Kill your iPhone
Cartoonist by Kyle O'Reilly
Cartoonist by Kyle O'Reilly
I’m not anti-smartphone, I just choose not to participate in the habit. I’ve never had a smartphone, not because I live under a rock or I’m computer illiterate. I’m not a conspiracy enthusiast wearing a tin foil hat to keep from being tracked by the government.
I just feel that in this climate of unchecked technological “innovation”, where corporations are given a free pass to snoop into our personal lives on the grounds that it makes shopping and connecting with friends easier, that it’s vitally important to be present in the moment, to be self-aware. If you want to carry a miniature computer around in your pocket and surf the web 24/7 it’s OK with me.
But, oh yeah-KILL YOUR iPHONE! It’s bad for you mentally, physically and socially. You are being used by Big Tech and the corporate sector and they are trying to trap us in a world where we can’t function without buying their products.
Don’t get me wrong, I think everyone should have a computer. I grew up in the dawning age of the personal computer and have always appreciated the freedom and flexibility of email and online banking.
At home, we can harness the power of the web and perform amazing technological feats of computing, but once we step out the front door we should talk to our neighbors, appreciate the sunrise and navigate the world around us with an innate sense of direction.
It’s easy to get lost in the communication age, to be sucked into digital media that prey on our weaker instincts.
If you follow the money, it leads to advertisers who are using our phones to grab and hold our attention for as long as possible. The victims of this strategy are wandering the Earth in broad daylight, dead to the world around them as they binge on cat videos, check their news feeds or engage in some soon-to-be-short-lived viral trend on their smartphones.
They’re like hermits, but instead of sitting alone on a mountaintop, they’re alone in a crowd, totally submersed in the digital abyss of that shiny little rectangle. Humans are social creatures who need to share complicated thoughts and carry on face to face conversations, to work out feelings or just spend time with each other.
Another by-product of having the internet in your pocket is the dumbing down of society. With all the answers at hand at every conceivable moment, we’ve quit using our brains for anything more difficult than turning a doorknob.
We don’t memorize phone numbers, we don’t do arithmetic, and we don’t write anything longer than a few sentences. We’ve also acquired an annoying habit of checking facts in real time, second guessing or verifying everything that comes up in conversation.
As soon as you say that Thurgood Marshall was from Baltimore, someone’s digging the phone out of their pocket and verifying the facts on Google.
As useful a tool as internet search engines are, we’ve taken things too far by dismissing the importance of memory and mental exercise.
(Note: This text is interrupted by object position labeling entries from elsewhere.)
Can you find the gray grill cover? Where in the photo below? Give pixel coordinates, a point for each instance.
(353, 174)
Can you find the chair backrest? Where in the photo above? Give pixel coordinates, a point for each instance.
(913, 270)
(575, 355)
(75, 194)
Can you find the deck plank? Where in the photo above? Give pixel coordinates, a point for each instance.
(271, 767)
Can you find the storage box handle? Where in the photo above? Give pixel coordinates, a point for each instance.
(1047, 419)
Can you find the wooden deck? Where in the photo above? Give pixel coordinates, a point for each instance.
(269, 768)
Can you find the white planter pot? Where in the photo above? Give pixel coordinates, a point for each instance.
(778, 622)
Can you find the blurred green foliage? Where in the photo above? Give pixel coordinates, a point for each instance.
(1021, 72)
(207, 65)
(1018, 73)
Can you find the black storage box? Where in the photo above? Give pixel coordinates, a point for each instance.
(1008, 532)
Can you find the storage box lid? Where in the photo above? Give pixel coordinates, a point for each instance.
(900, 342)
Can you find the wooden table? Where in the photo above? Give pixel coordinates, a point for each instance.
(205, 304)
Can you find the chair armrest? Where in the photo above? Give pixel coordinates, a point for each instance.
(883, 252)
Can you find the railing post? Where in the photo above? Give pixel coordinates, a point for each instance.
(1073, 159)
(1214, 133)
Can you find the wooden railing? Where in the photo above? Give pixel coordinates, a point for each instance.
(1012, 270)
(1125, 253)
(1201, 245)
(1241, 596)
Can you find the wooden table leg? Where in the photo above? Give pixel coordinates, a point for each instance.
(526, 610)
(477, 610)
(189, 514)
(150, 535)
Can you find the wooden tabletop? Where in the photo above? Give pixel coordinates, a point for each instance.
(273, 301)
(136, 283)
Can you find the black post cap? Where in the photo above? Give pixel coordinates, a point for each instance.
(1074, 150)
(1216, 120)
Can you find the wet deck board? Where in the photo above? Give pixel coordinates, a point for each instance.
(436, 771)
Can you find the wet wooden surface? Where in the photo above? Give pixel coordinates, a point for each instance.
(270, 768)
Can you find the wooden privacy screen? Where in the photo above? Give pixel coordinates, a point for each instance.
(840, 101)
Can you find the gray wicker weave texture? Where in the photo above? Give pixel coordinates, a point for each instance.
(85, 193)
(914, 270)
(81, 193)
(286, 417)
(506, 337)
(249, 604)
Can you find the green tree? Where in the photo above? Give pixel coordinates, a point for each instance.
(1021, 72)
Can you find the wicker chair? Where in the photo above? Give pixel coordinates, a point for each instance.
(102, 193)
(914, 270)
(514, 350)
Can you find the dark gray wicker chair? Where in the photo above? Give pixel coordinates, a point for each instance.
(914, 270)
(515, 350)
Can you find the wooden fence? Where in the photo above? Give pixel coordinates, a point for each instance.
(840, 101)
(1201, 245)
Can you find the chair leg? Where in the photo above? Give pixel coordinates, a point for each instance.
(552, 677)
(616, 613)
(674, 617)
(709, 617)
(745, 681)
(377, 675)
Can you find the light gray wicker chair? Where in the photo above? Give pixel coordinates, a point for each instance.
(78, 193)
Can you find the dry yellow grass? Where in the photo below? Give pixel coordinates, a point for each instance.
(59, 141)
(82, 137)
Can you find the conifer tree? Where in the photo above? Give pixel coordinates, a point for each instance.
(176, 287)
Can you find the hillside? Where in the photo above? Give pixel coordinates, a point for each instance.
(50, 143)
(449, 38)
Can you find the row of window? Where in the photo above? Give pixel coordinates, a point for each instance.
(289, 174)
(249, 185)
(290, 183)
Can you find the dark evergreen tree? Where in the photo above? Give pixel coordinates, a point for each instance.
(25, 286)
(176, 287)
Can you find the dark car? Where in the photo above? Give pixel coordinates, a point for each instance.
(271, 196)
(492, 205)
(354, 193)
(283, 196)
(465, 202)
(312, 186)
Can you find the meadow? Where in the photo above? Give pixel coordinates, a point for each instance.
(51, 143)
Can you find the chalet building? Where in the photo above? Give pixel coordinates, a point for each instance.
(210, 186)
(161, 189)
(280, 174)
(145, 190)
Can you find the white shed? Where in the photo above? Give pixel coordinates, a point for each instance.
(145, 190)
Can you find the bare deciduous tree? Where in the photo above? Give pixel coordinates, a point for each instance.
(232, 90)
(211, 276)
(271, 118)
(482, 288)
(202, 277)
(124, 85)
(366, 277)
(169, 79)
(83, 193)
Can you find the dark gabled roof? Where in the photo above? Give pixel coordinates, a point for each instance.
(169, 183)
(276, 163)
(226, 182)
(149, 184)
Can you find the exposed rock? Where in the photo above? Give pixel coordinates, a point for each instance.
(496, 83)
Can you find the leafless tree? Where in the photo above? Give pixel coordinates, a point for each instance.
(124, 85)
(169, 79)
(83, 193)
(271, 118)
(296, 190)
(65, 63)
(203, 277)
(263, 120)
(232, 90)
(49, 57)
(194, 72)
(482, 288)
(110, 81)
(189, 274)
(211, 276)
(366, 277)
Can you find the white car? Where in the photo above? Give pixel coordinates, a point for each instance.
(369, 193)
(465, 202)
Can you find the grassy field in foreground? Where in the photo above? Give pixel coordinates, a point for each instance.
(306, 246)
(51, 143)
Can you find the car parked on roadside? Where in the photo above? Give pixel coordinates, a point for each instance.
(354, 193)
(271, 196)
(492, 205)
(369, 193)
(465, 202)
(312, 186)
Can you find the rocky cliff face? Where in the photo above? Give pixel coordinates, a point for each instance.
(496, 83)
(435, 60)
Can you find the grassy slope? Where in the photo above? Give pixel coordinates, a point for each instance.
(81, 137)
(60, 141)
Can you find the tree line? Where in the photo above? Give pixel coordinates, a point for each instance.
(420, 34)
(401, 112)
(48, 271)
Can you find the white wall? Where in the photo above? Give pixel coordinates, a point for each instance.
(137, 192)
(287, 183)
It’s worth considering that misremembering things can lead to original thoughts in a similar way that botching a simple experiment led to the discovery of penicillin.
Some people seem to be immune to the ill affects of smartphones. They can take advantage of the benefits and steer clear of the pitfalls.
In fact, I have good friends that spend a good deal of time on their devices who are interesting, engaging people with robust social lives in the real world. There is a delicate balance and some people have an easier time with it than others.
Some people are more interested than others. That said, we should all have a choice in our level of involvement with the digital world. In other words, some of us should be allowed to opt out.
I recently went to the DECC and got a COVID test. The test requires a smartphone to process your vial of spit and ensure you get your results. This is a great way to remove human interference and improve cost savings.
If you don’t have a smartphone, a tablet is provided for you. The tablet I used crashed several times but in the end it all worked out, thanks to a stranger’s smart phone that I was able to use.
The problem here is that we’ve bought into a system where convenience has been turned into a necessity.
Smartphones used to make things easier, but soon we will need them to perform simple tasks like buying groceries or boarding a plane. It would be one thing if it was a low-cost item like a government issued ID, but the people who benefit here are private corporations.
Why do we need to buy a consumer product to participate in a world that worked just fine for thousands of years without it?
Remember that bumper sticker from the ‘80s that advised us to “kill your television”?
Well, I think it’s time to do the same with iphones. They distract us from life, they make us mentally lazy, and they are always in our hands. Let’s put away these toys and use our computers the way they were meant to be used-tethered to the wall by a cord.
I don’t mean to shame anyone or look down on them, I simply want everyone to take a long, hard look into the eye of their Iphone before they place it lovingly on the floor and stomp it into a thousand tiny pieces.